Изменить размер шрифта - +
Каждый Дневник Дедушка бережно хранил. У них у всех синий рисунок под мрамор внутри и черный кожаный переплет, как у карманного издания Библии. В первый раз, когда я открыла такую, то почувствовала себя неподобающе. Я люблю осязать книги. Я люблю ощущения от прикосновения к ним, их запах, шелест страниц. Я люблю держать их. Книга — чувственная, волнующая вещь. Свернувшись калачиком, вы сидите в кресле с книгой или, как и я, берете ее в кровать, и она, ну, в общем, окутывает вас. До чего же я странная. Я знаю. «Какого черта?» — как говорит Бобби Боуе в ответ на любой вопрос. Вы либо понимаете меня, либо нет. Когда мой отец впервые взял меня в библиотеку Энниса, я ходила среди полок и чувствовала общество, общество не только писателей, но и читателей, потому что они снимали с полок книги, и открывали их, и читали. Книги были потерты так, как их могут потереть только руки, глаза и умы; книги были в буквальном понимании первозданными Facebooks, то есть Книгами Лиц — ведь в эти книги заглядывали лица читателей, — и я полюбила это странное ощущение — быть на борту корабля читателей.

Знаю, знаю. Я не сижу все время в Интернете и не привязана к смартфону. Возможно, я бы стала такой, если бы мы не оказались в пяти процентах. Министр заявляет, что Сеть Широкополосного Доступа теперь охватывает всю страну, за исключением, возможно, пяти процентов. Здрасьте, приехали. Мы даже не Узкополосные. И что касается привязанности, то, как говорит Томас Халви, для девятнадцатого века я старше, чем старомодная. Я знаю. Теперь уже не имеет значения, что Фаху построили в низине возле реки, мы никак не можем получить Широкополосный доступ. Нам все еще звонят откуда-то с Филиппин и предлагают Лучший Интернет всех времен и народов. Мы даем им поговорить с Бабушкой. Она может часами держать их на линии — и мы считаем, что нам предложили не Интернет, а особого рода сиделку для Бабушки.

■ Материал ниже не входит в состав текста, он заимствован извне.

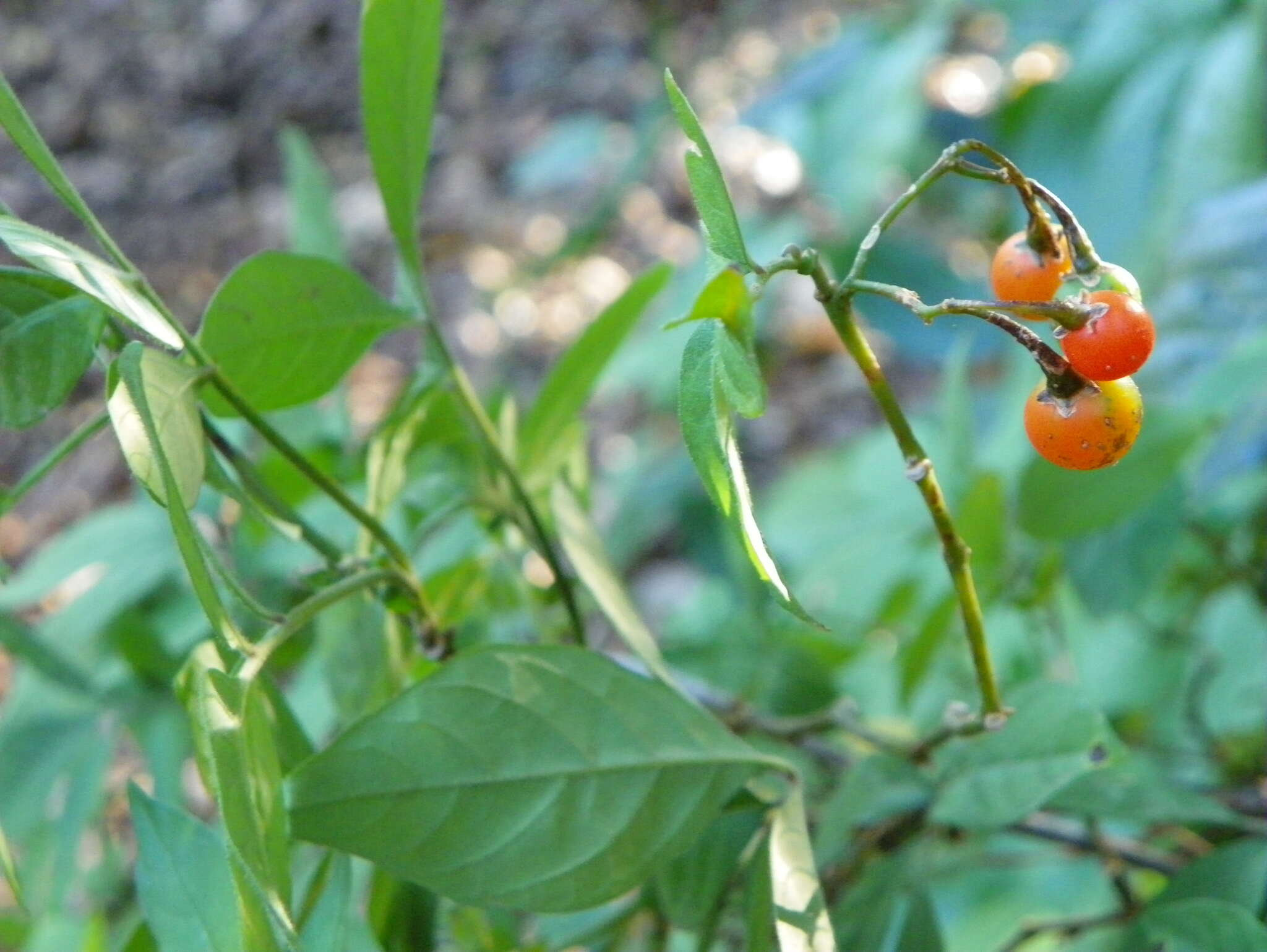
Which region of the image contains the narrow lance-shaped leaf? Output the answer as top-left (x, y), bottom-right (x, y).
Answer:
top-left (0, 267), bottom-right (105, 430)
top-left (930, 682), bottom-right (1107, 829)
top-left (520, 265), bottom-right (672, 475)
top-left (197, 251), bottom-right (410, 416)
top-left (361, 0), bottom-right (445, 273)
top-left (769, 783), bottom-right (836, 952)
top-left (550, 479), bottom-right (674, 685)
top-left (106, 347), bottom-right (207, 508)
top-left (0, 826), bottom-right (27, 909)
top-left (128, 786), bottom-right (241, 952)
top-left (179, 644), bottom-right (296, 952)
top-left (664, 70), bottom-right (755, 272)
top-left (110, 341), bottom-right (242, 650)
top-left (291, 645), bottom-right (771, 911)
top-left (0, 74), bottom-right (131, 268)
top-left (678, 320), bottom-right (821, 627)
top-left (280, 126), bottom-right (347, 264)
top-left (0, 214), bottom-right (184, 350)
top-left (299, 853), bottom-right (352, 952)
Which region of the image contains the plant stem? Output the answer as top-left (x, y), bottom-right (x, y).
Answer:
top-left (1026, 179), bottom-right (1104, 275)
top-left (1000, 912), bottom-right (1127, 952)
top-left (846, 280), bottom-right (1105, 398)
top-left (237, 569), bottom-right (398, 680)
top-left (841, 139), bottom-right (1055, 285)
top-left (0, 410), bottom-right (110, 515)
top-left (203, 423), bottom-right (343, 567)
top-left (195, 533), bottom-right (286, 624)
top-left (1007, 814), bottom-right (1179, 876)
top-left (405, 266), bottom-right (585, 645)
top-left (810, 261), bottom-right (1003, 714)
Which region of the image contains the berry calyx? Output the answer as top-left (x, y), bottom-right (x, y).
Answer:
top-left (1025, 377), bottom-right (1144, 470)
top-left (1060, 290), bottom-right (1157, 380)
top-left (989, 232), bottom-right (1070, 306)
top-left (1055, 261), bottom-right (1144, 301)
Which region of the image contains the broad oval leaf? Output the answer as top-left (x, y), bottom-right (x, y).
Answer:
top-left (654, 812), bottom-right (762, 932)
top-left (197, 251), bottom-right (410, 416)
top-left (0, 267), bottom-right (105, 430)
top-left (678, 320), bottom-right (822, 627)
top-left (520, 265), bottom-right (672, 470)
top-left (128, 786), bottom-right (241, 952)
top-left (361, 0), bottom-right (445, 270)
top-left (291, 645), bottom-right (770, 911)
top-left (664, 70), bottom-right (754, 272)
top-left (931, 682), bottom-right (1109, 829)
top-left (0, 214), bottom-right (184, 350)
top-left (106, 345), bottom-right (207, 510)
top-left (1129, 899), bottom-right (1267, 952)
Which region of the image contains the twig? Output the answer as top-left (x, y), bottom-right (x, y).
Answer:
top-left (1008, 813), bottom-right (1180, 876)
top-left (999, 910), bottom-right (1128, 952)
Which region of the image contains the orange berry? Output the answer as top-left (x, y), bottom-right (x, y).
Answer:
top-left (989, 232), bottom-right (1070, 306)
top-left (1060, 290), bottom-right (1157, 380)
top-left (1025, 377), bottom-right (1144, 469)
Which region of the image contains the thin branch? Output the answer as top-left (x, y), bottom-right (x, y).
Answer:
top-left (1000, 910), bottom-right (1128, 952)
top-left (1008, 813), bottom-right (1181, 876)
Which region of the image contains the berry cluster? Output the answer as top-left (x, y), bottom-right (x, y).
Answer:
top-left (989, 232), bottom-right (1157, 469)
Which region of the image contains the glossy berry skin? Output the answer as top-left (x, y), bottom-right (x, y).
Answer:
top-left (1025, 377), bottom-right (1144, 470)
top-left (989, 232), bottom-right (1070, 306)
top-left (1060, 290), bottom-right (1157, 380)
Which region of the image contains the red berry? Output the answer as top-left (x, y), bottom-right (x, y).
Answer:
top-left (989, 232), bottom-right (1070, 305)
top-left (1060, 290), bottom-right (1157, 380)
top-left (1025, 378), bottom-right (1144, 469)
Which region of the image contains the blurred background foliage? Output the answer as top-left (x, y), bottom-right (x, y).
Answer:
top-left (0, 0), bottom-right (1267, 952)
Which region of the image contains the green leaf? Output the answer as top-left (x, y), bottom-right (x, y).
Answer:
top-left (550, 481), bottom-right (674, 685)
top-left (1019, 411), bottom-right (1206, 540)
top-left (664, 70), bottom-right (755, 272)
top-left (0, 826), bottom-right (27, 909)
top-left (744, 837), bottom-right (775, 952)
top-left (1156, 838), bottom-right (1267, 912)
top-left (281, 126), bottom-right (347, 264)
top-left (1047, 757), bottom-right (1239, 825)
top-left (1151, 9), bottom-right (1267, 268)
top-left (0, 214), bottom-right (183, 350)
top-left (664, 267), bottom-right (753, 340)
top-left (654, 813), bottom-right (762, 932)
top-left (0, 74), bottom-right (114, 251)
top-left (0, 268), bottom-right (105, 430)
top-left (520, 265), bottom-right (672, 475)
top-left (930, 682), bottom-right (1107, 829)
top-left (299, 853), bottom-right (352, 952)
top-left (1132, 899), bottom-right (1267, 952)
top-left (291, 645), bottom-right (769, 911)
top-left (1064, 479), bottom-right (1187, 615)
top-left (678, 320), bottom-right (822, 627)
top-left (366, 868), bottom-right (439, 952)
top-left (0, 615), bottom-right (93, 695)
top-left (815, 753), bottom-right (932, 860)
top-left (179, 644), bottom-right (295, 952)
top-left (106, 342), bottom-right (207, 508)
top-left (769, 783), bottom-right (836, 952)
top-left (361, 0), bottom-right (445, 272)
top-left (128, 786), bottom-right (241, 952)
top-left (197, 251), bottom-right (410, 416)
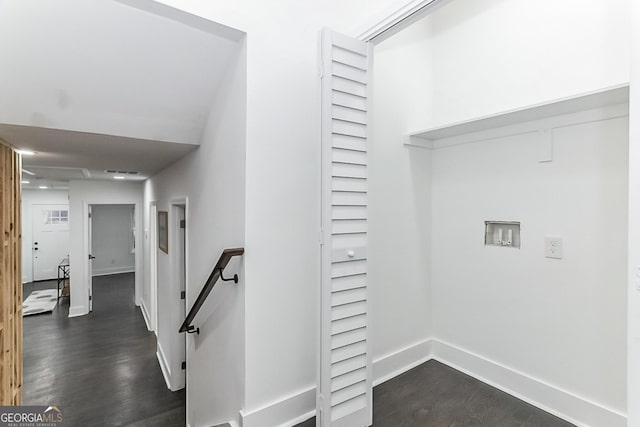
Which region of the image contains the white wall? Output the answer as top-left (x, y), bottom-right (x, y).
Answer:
top-left (143, 41), bottom-right (246, 426)
top-left (91, 205), bottom-right (135, 276)
top-left (424, 0), bottom-right (631, 127)
top-left (431, 110), bottom-right (628, 425)
top-left (368, 20), bottom-right (433, 382)
top-left (627, 2), bottom-right (640, 427)
top-left (142, 0), bottom-right (424, 427)
top-left (69, 180), bottom-right (143, 317)
top-left (369, 0), bottom-right (630, 425)
top-left (22, 189), bottom-right (69, 283)
top-left (0, 0), bottom-right (238, 144)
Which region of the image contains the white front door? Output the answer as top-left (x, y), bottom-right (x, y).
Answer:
top-left (149, 205), bottom-right (158, 336)
top-left (317, 30), bottom-right (373, 427)
top-left (31, 205), bottom-right (69, 280)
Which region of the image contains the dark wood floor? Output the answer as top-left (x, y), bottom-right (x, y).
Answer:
top-left (297, 360), bottom-right (573, 427)
top-left (23, 274), bottom-right (185, 427)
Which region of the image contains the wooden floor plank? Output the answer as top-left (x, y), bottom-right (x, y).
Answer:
top-left (24, 274), bottom-right (186, 427)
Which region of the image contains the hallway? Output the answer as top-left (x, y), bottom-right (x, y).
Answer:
top-left (24, 273), bottom-right (185, 427)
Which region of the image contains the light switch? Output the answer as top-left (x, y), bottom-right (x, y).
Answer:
top-left (544, 236), bottom-right (562, 259)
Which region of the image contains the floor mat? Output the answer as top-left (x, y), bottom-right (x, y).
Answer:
top-left (22, 289), bottom-right (58, 316)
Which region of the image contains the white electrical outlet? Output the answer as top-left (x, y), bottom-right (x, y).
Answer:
top-left (544, 236), bottom-right (562, 259)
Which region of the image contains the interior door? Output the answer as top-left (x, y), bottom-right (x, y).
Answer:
top-left (317, 29), bottom-right (373, 427)
top-left (87, 205), bottom-right (96, 311)
top-left (31, 204), bottom-right (69, 281)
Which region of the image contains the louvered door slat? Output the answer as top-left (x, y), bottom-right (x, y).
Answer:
top-left (318, 30), bottom-right (372, 427)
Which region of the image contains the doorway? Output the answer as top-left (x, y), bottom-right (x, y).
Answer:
top-left (31, 204), bottom-right (69, 281)
top-left (88, 204), bottom-right (136, 311)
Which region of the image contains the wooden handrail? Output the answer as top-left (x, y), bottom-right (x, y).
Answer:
top-left (178, 248), bottom-right (244, 333)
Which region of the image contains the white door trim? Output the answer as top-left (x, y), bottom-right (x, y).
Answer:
top-left (79, 199), bottom-right (143, 317)
top-left (168, 197), bottom-right (189, 394)
top-left (148, 201), bottom-right (158, 337)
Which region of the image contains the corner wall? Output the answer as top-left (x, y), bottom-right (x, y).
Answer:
top-left (627, 1), bottom-right (640, 427)
top-left (369, 0), bottom-right (630, 425)
top-left (142, 40), bottom-right (246, 427)
top-left (431, 112), bottom-right (628, 426)
top-left (22, 189), bottom-right (69, 283)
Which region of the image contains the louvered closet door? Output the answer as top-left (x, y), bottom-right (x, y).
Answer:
top-left (318, 29), bottom-right (372, 427)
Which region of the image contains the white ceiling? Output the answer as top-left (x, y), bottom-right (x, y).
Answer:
top-left (0, 124), bottom-right (198, 187)
top-left (0, 0), bottom-right (238, 186)
top-left (0, 0), bottom-right (237, 144)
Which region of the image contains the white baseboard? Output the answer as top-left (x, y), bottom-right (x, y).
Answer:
top-left (373, 339), bottom-right (433, 387)
top-left (156, 342), bottom-right (171, 390)
top-left (240, 339), bottom-right (627, 427)
top-left (432, 340), bottom-right (627, 427)
top-left (69, 305), bottom-right (89, 317)
top-left (240, 386), bottom-right (316, 427)
top-left (139, 301), bottom-right (153, 331)
top-left (91, 265), bottom-right (136, 277)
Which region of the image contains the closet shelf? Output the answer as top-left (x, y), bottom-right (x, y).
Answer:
top-left (409, 84), bottom-right (629, 145)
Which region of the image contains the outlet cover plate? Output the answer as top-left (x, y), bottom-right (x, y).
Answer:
top-left (544, 236), bottom-right (562, 259)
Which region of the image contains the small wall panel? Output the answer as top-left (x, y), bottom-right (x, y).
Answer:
top-left (0, 140), bottom-right (22, 406)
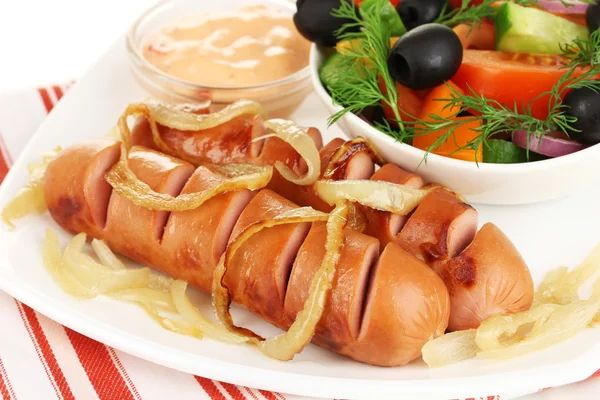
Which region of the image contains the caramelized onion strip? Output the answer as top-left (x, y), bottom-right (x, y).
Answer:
top-left (213, 206), bottom-right (349, 361)
top-left (106, 104), bottom-right (273, 211)
top-left (323, 137), bottom-right (385, 180)
top-left (421, 329), bottom-right (479, 368)
top-left (315, 180), bottom-right (436, 215)
top-left (2, 147), bottom-right (62, 230)
top-left (265, 119), bottom-right (321, 186)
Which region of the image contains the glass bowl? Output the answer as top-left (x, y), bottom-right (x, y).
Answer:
top-left (127, 0), bottom-right (312, 118)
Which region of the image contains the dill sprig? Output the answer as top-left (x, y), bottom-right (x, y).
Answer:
top-left (410, 30), bottom-right (600, 159)
top-left (328, 0), bottom-right (407, 141)
top-left (435, 0), bottom-right (538, 27)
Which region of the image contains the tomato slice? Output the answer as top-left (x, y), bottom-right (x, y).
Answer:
top-left (452, 50), bottom-right (580, 119)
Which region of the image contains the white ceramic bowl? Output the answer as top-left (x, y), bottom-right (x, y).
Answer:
top-left (310, 44), bottom-right (600, 205)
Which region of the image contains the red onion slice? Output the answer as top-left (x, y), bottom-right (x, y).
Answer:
top-left (537, 0), bottom-right (589, 14)
top-left (513, 131), bottom-right (585, 157)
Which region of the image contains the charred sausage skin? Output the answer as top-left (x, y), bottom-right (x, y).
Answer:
top-left (132, 117), bottom-right (534, 330)
top-left (44, 141), bottom-right (450, 366)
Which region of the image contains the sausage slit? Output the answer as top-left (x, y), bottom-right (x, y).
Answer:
top-left (344, 151), bottom-right (375, 180)
top-left (355, 250), bottom-right (380, 338)
top-left (448, 209), bottom-right (477, 257)
top-left (277, 223), bottom-right (311, 300)
top-left (349, 244), bottom-right (379, 338)
top-left (86, 146), bottom-right (121, 229)
top-left (154, 168), bottom-right (193, 243)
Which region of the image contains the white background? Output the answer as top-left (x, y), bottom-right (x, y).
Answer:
top-left (0, 0), bottom-right (600, 400)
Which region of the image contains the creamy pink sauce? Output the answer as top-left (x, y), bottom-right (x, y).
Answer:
top-left (143, 5), bottom-right (310, 87)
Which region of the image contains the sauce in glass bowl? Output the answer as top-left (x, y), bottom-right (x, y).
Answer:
top-left (143, 5), bottom-right (310, 87)
top-left (126, 0), bottom-right (312, 118)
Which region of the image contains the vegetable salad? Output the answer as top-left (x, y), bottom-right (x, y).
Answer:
top-left (294, 0), bottom-right (600, 164)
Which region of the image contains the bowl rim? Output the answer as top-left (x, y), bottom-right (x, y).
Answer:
top-left (126, 0), bottom-right (310, 92)
top-left (309, 43), bottom-right (600, 174)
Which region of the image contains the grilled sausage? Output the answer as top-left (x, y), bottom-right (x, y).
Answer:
top-left (44, 142), bottom-right (450, 366)
top-left (125, 117), bottom-right (534, 328)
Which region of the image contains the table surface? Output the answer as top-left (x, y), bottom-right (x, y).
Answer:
top-left (0, 0), bottom-right (600, 400)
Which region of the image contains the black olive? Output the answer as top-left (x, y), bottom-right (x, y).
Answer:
top-left (387, 24), bottom-right (463, 90)
top-left (294, 0), bottom-right (352, 47)
top-left (585, 4), bottom-right (600, 33)
top-left (396, 0), bottom-right (448, 30)
top-left (563, 87), bottom-right (600, 144)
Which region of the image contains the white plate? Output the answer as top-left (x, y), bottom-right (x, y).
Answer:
top-left (0, 35), bottom-right (600, 400)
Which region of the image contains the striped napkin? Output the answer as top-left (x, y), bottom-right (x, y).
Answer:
top-left (0, 84), bottom-right (600, 400)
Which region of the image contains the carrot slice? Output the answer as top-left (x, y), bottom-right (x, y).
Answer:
top-left (413, 82), bottom-right (483, 162)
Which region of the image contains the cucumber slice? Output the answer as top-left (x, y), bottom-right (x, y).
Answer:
top-left (319, 53), bottom-right (348, 89)
top-left (495, 2), bottom-right (589, 55)
top-left (483, 139), bottom-right (532, 164)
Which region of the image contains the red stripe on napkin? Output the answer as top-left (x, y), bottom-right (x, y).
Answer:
top-left (52, 86), bottom-right (64, 100)
top-left (194, 376), bottom-right (227, 400)
top-left (0, 133), bottom-right (12, 183)
top-left (0, 357), bottom-right (16, 400)
top-left (221, 382), bottom-right (247, 400)
top-left (244, 387), bottom-right (258, 400)
top-left (106, 347), bottom-right (142, 400)
top-left (15, 300), bottom-right (75, 400)
top-left (259, 390), bottom-right (277, 400)
top-left (65, 328), bottom-right (139, 400)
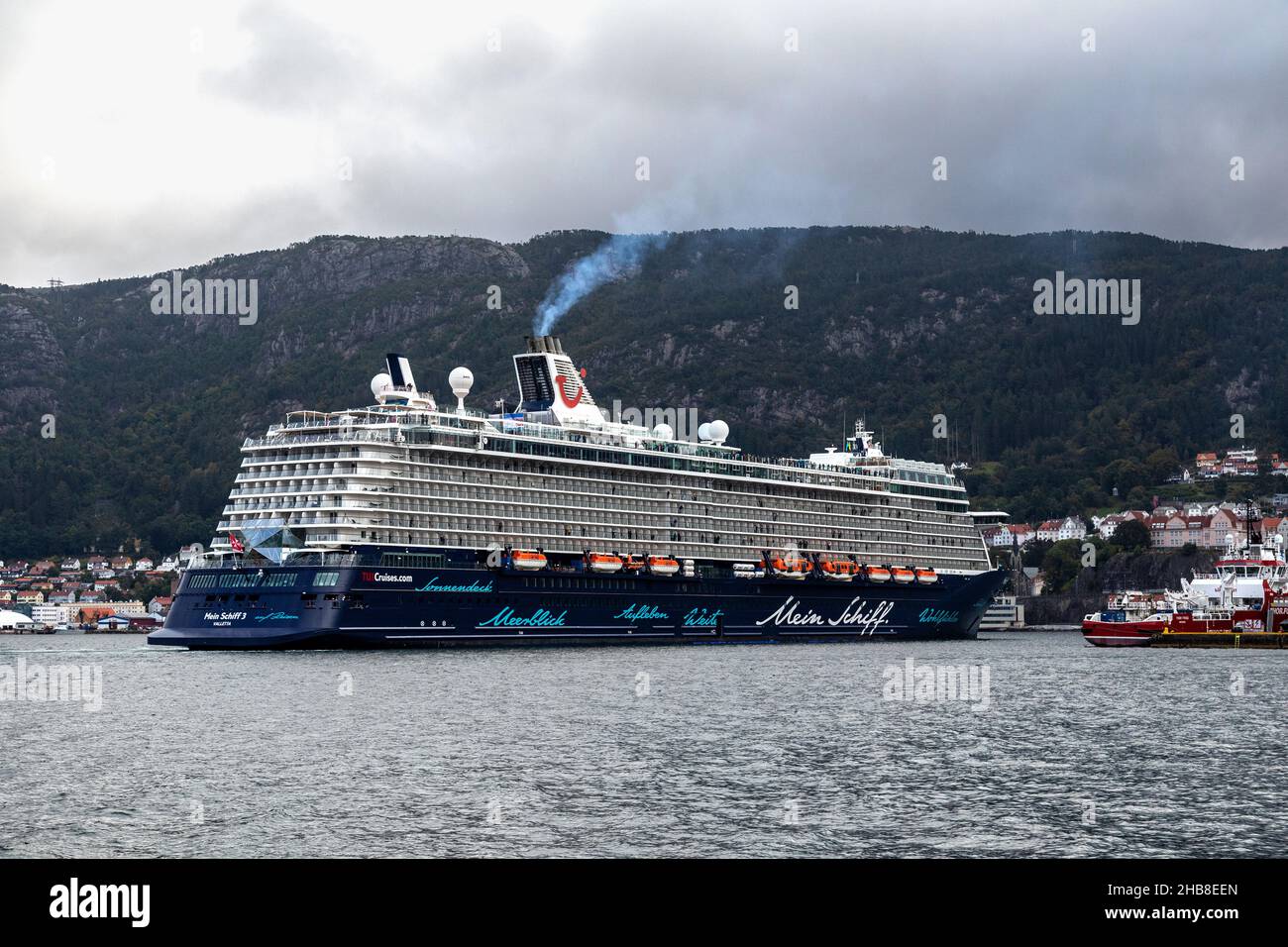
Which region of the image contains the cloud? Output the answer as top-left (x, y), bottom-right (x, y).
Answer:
top-left (0, 0), bottom-right (1288, 284)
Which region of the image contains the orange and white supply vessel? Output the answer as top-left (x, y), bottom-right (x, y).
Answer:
top-left (1082, 535), bottom-right (1288, 648)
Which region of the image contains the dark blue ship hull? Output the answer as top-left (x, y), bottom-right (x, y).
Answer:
top-left (141, 558), bottom-right (1004, 648)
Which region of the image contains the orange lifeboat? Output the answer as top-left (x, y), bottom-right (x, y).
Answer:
top-left (587, 553), bottom-right (622, 575)
top-left (769, 556), bottom-right (808, 579)
top-left (818, 559), bottom-right (858, 582)
top-left (648, 556), bottom-right (680, 576)
top-left (510, 549), bottom-right (546, 570)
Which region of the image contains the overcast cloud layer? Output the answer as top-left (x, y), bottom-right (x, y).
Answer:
top-left (0, 0), bottom-right (1288, 286)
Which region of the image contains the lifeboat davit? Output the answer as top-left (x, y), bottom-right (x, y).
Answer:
top-left (510, 549), bottom-right (546, 570)
top-left (648, 556), bottom-right (680, 576)
top-left (769, 556), bottom-right (808, 579)
top-left (818, 559), bottom-right (857, 582)
top-left (587, 553), bottom-right (622, 575)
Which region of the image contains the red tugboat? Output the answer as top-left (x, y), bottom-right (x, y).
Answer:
top-left (1082, 523), bottom-right (1288, 648)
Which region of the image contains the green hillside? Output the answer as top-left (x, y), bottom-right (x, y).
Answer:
top-left (0, 227), bottom-right (1288, 557)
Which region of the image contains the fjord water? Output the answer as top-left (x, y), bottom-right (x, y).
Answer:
top-left (0, 631), bottom-right (1288, 857)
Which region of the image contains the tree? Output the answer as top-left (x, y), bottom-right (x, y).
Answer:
top-left (1042, 540), bottom-right (1082, 592)
top-left (1113, 519), bottom-right (1150, 553)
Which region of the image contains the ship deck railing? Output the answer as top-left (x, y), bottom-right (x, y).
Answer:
top-left (242, 425), bottom-right (960, 489)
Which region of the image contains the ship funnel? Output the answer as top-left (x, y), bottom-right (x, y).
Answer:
top-left (524, 335), bottom-right (566, 356)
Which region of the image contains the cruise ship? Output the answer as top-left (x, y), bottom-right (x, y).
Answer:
top-left (149, 336), bottom-right (1004, 648)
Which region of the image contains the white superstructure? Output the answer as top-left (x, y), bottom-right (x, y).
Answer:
top-left (213, 336), bottom-right (988, 573)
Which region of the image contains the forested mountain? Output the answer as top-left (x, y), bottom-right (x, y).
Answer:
top-left (0, 227), bottom-right (1288, 556)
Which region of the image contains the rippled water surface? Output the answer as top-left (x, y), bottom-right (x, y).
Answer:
top-left (0, 631), bottom-right (1288, 857)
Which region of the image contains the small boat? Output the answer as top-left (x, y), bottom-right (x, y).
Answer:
top-left (510, 549), bottom-right (546, 570)
top-left (818, 559), bottom-right (857, 582)
top-left (587, 553), bottom-right (622, 575)
top-left (769, 556), bottom-right (808, 579)
top-left (648, 556), bottom-right (680, 576)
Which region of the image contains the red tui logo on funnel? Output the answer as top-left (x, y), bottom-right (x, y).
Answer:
top-left (555, 368), bottom-right (587, 407)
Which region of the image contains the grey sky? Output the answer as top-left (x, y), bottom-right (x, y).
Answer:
top-left (0, 0), bottom-right (1288, 286)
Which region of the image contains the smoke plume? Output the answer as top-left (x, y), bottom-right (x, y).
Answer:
top-left (532, 233), bottom-right (671, 335)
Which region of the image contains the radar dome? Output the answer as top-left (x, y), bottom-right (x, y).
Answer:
top-left (447, 365), bottom-right (474, 398)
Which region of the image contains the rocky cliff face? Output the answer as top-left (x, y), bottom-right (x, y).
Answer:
top-left (0, 292), bottom-right (67, 437)
top-left (1021, 550), bottom-right (1216, 625)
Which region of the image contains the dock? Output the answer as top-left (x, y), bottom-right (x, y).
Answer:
top-left (1150, 631), bottom-right (1288, 648)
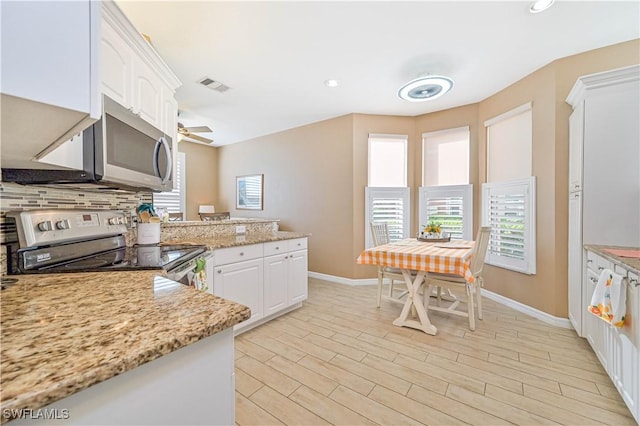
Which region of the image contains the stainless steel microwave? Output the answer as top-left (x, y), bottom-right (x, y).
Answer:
top-left (2, 96), bottom-right (173, 191)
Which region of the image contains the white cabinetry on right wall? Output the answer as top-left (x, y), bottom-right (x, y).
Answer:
top-left (567, 65), bottom-right (640, 336)
top-left (567, 65), bottom-right (640, 420)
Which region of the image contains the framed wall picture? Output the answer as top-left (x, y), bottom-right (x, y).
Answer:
top-left (236, 175), bottom-right (264, 210)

Но взгляните, вот один из Дедушкиных Дневников Лосося. Осязайте его. Ощутите запах. Страницы вспучились от воды, корешок стал похож на речную волну. Бумага тяжелая, старая, гладкая под рукой. Некоторые страницы слиплись, будто запись была сделана под дождем. Почерк четкий, написано синими чернилами — теперь они светло-лавандовые.

 

 

18 фунтов 6 унций (Джок Скот)

19 фунтов 4 унции (Блю Джок)

15 фунтов 11 унций (Колли)

14 фунтов 3 унции (Колли)

21 фунт 3 унции (Гаджен)

И так далее, и в том же духе, фунты и фунты рыбы, страница за страницей бледными чернилами. Мне было интересно, как мистер Р. Р. Фицгерберт относился к тому, что Авраам забирает всех его лососей. Возможно, даже не знал. Мистер Р. Р. Фицгерберт в то время жил в Ноттингемшире. Мне было интересно, съел ли мой дедушка всех лососей, была ли челюсть Суейнов хоть немного похожа на рыбью, и однажды я целых полчаса надувала губы, стоя перед зеркалом, когда мне впервые страшно захотелось узнать, смогу ли я увидеть в себе лосося, выпрыгивающего из воды.

Как долго человек может ловить рыбу? Я спросила у миссис Куинти, но она подумала, что это был скрытый намек на Томми и Парикмахершу, что после того, как Томми поймал Сильвию, он устанет, или ему надоест, или же он не сможет держать себя в форме, как говорит Филлис Лиллис, в смысле, ну, вы понимаете, как у Гамлета Country Matters. Но на самом-то деле я спрашивала о рыбалке. Сколько времени мой дедушка мог быть счастлив, просыпаясь утром и с удочкой отправляясь на рыбалку? Потому что, Дорогой Читатель, только это он и делал.

Он ловил лосося.

Он в значительной степени позволил дому и земле стать такими, как у Рэкрентов (Книга 778, «Замок Рэкрент», Мария Эджуорт, Пингвин Классикс, Лондон). От первого лосося в сезоне до последней усталой рыбы, возвращающейся осенью вверх по реке, Авраам Суейн стоял прямо в воде, доходившей ему до бедер; небольшой водоворот кружил за ним, и леска с негромким свистом рассекала воздух, чертя вопросительные знаки у него над головой.